CFI Thanks White House for Saying Yes to Labels for Mechanically Tenderized Meat, Recognizes 2,000 consumers for signing labeling petition since Friday

 

June 6, 2013, Raleigh, NC -- The Center for Foodborne Illness Research & Prevention today applauded the White House for approving USDA’s proposal to label mechanically tenderized meat. This long-awaited rule will identify which cuts of meat have been treated and that will greatly enhance consumer food protections. Last Friday (May 31), CFI, in conjunction with Take Part, the digital media arm of Participant Media, posted a petition asking signers to tell the White House that these mechanically tenderized cuts of meat need labels. Nearly 2,000 people have signed the petition in only five days.

 

“Mechanically tenderized steaks and roasts look no different than non-tenderized cuts of meat. Yet, for safety, they must be cooked longer or reach a higher temperature.

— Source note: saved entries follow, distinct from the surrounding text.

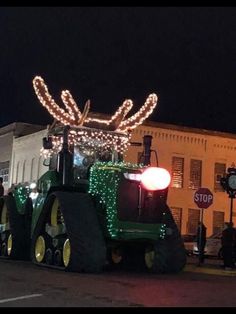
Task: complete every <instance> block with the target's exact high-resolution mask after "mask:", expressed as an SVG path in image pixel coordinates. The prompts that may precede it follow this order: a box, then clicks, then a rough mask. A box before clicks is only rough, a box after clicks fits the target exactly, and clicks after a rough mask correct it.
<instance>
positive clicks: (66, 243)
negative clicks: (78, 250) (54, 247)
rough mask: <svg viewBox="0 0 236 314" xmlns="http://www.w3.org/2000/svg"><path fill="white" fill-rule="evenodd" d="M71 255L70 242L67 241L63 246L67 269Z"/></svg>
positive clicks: (69, 240)
mask: <svg viewBox="0 0 236 314" xmlns="http://www.w3.org/2000/svg"><path fill="white" fill-rule="evenodd" d="M70 254H71V246H70V240H69V239H66V241H65V243H64V245H63V251H62V257H63V263H64V266H65V267H67V266H68V265H69V262H70Z"/></svg>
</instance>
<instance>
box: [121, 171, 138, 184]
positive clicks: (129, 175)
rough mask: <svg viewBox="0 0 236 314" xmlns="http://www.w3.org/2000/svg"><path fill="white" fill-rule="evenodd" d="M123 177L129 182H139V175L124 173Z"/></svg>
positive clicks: (136, 173)
mask: <svg viewBox="0 0 236 314" xmlns="http://www.w3.org/2000/svg"><path fill="white" fill-rule="evenodd" d="M124 177H125V179H127V180H131V181H138V182H140V181H141V173H128V172H125V173H124Z"/></svg>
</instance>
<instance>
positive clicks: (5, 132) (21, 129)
mask: <svg viewBox="0 0 236 314" xmlns="http://www.w3.org/2000/svg"><path fill="white" fill-rule="evenodd" d="M43 128H45V126H40V125H34V124H29V123H22V122H14V123H11V124H9V125H6V126H4V127H2V128H0V147H1V154H0V177H3V186H4V189H5V191H7V190H8V188H9V186H10V168H11V165H12V156H13V154H12V153H13V141H14V139H16V138H19V137H21V136H24V135H26V134H32V133H33V132H36V131H38V130H41V129H43Z"/></svg>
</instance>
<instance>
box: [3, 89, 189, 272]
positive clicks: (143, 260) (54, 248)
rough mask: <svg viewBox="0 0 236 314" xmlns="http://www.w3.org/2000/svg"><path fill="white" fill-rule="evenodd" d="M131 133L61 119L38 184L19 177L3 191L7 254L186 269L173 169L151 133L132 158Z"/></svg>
mask: <svg viewBox="0 0 236 314" xmlns="http://www.w3.org/2000/svg"><path fill="white" fill-rule="evenodd" d="M41 94H42V93H41ZM129 139H130V135H129V134H126V133H124V132H118V131H116V130H104V129H103V130H102V131H101V129H97V128H91V127H86V126H76V127H74V126H69V125H59V126H58V125H55V126H53V127H52V128H51V129H50V130H49V133H48V136H47V137H46V138H44V139H43V147H44V152H46V153H47V158H46V159H45V165H48V166H49V170H48V171H47V172H46V173H45V174H43V175H42V176H41V177H40V179H39V180H38V182H37V185H36V186H35V185H34V186H33V185H25V184H19V185H17V186H15V187H14V189H12V191H11V193H9V194H8V195H6V196H3V197H2V198H0V255H1V257H4V258H11V259H31V260H32V261H33V262H34V263H36V264H38V265H41V266H47V267H53V268H58V269H64V270H66V271H77V272H100V271H102V270H104V269H106V267H111V268H112V267H116V268H117V267H121V266H124V267H126V266H127V267H129V268H130V269H133V268H135V267H136V268H137V267H138V269H141V268H142V269H143V267H144V268H145V269H146V270H148V271H150V272H154V273H174V272H179V271H181V270H182V269H183V268H184V266H185V264H186V253H185V249H184V245H183V242H182V239H181V236H180V233H179V231H178V228H177V226H176V224H175V222H174V219H173V217H172V214H171V211H170V209H169V207H168V206H167V203H166V200H167V192H168V185H169V182H170V177H169V174H168V172H167V171H166V170H165V169H163V168H159V167H150V156H151V136H144V142H143V146H144V150H143V155H142V160H141V163H139V164H131V163H126V162H124V161H123V154H122V153H123V151H124V150H125V148H126V147H127V145H128V142H129Z"/></svg>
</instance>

USDA’s own studies show that the tenderization process pushes pathogens into the interior of the meat,” said Pat Buck, CFI’s Director of Outreach and Education. “CFI has advocated for labeling mechanically tenderized products since 2009. Today’s decision is an important public health move by the White House, and I hope USDA, along with the industry, moves quickly to develop appropriate labels for these products. Consumers have the right to complete food safety information. These new labels will help consumers identify higher- risk products, while learning what they need to do to offset that risk.

 

Thank you to the thousands of consumers who joined our effort and signed this petition.”

 

USDA estimates that a “preponderance” of beef steaks and roasts sold in the United States are mechanically tenderized. Mechanical tenderization uses needles or blades to pierce meat to make it tender. Often, the product is “enhanced” with water or a marinade. After the process is completed, the tiny holes or cuts disappear, and consumers cannot tell the difference between treated and not-treated meat. Meat processed in this way has been implicated in five E. coli O157:H7 outbreaks in the past 10 years, including a major incident last fall when 2.3 million pounds of Canadian meat products were recalled in the United States. In response, the Canadian government has recently insisted that all Canadian mechanically tenderized beef carry a label.

 

“In the 1990s the government wisely recommended that ground beef be cooked to 160˚to kill the pathogens that can make us sick,” said Barbara Kowalcyk, CFI’s CEO. “To be safe, tenderized steaks and roasts cannot be grilled and eaten medium rare -- like intact steaks and roasts can be. There is a real difference in risk. When it comes to feeding their families, consumers want accurate information about food safety. CFI applauds the White House and USDA for this proactive step forward. CFI believes that these labels will help prevent injury, illness and death from deadly foodborne diseases.”